Mindful of these dangers, Google has been working to beef up its OS security over the past several iterations of Android. With Jelly Bean’s design, Google has aimed to defend against hacks that install viruses, along with other malware.
While the ACLU is alleging that the mobile carriers disregard user security, several of the carriers have worked to make Android devices on their networks safer. In September, Verizon debuted a security app to battle malware on Android devices; and in October, T-Mobile partnered with a mobile security company to preload free malware- and virus-protection software on select Android devices.
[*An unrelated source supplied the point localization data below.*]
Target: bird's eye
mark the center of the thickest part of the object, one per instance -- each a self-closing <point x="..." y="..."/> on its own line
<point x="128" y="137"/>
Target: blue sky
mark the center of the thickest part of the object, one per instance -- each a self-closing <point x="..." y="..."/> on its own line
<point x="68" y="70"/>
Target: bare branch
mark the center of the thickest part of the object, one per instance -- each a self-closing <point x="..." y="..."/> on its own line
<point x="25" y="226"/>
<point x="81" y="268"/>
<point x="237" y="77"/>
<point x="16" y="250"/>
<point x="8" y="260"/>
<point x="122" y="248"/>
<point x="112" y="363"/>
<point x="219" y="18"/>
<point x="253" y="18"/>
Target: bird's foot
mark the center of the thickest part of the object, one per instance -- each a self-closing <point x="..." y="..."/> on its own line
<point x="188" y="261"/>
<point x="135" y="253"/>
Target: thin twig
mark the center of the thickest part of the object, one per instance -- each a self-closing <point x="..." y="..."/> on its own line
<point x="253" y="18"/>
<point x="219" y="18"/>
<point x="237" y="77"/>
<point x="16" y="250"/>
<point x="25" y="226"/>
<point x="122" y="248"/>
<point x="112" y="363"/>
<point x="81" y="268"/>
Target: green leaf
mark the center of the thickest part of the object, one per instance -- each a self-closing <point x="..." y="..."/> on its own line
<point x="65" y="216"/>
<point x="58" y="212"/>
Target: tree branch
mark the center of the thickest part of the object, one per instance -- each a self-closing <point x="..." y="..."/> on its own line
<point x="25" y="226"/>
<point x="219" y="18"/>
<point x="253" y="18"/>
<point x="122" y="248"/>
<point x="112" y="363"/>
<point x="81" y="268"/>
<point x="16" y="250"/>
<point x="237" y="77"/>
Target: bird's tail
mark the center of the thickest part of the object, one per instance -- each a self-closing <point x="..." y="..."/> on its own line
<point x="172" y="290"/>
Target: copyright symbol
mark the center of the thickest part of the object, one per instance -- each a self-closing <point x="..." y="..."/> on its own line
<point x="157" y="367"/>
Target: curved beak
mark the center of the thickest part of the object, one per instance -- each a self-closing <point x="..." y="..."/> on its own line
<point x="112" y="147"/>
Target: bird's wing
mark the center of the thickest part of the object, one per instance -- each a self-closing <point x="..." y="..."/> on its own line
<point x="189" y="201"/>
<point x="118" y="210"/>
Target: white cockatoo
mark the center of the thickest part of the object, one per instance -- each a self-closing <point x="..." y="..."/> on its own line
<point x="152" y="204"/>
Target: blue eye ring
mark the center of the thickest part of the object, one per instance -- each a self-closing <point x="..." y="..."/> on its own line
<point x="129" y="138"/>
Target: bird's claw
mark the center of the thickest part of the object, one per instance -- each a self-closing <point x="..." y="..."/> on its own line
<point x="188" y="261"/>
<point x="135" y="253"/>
When contacted by CNET, Sprint Spokesman John Taylor said, “Sprint follows industry-standard best practices designed to protect its customers.”
It’s unclear if the ACLU’s complaint will gain any traction with the feds. It most likely will not result in any legal action since the FTC does not have the processes to file lawsuits. But, it’s possible that the mobile carriers could change their updating practices.
CNET contacted AT&T, Verizon, T-Mobile, and the CTIA Wireless Association for comment. We’ll update the story when we get more information.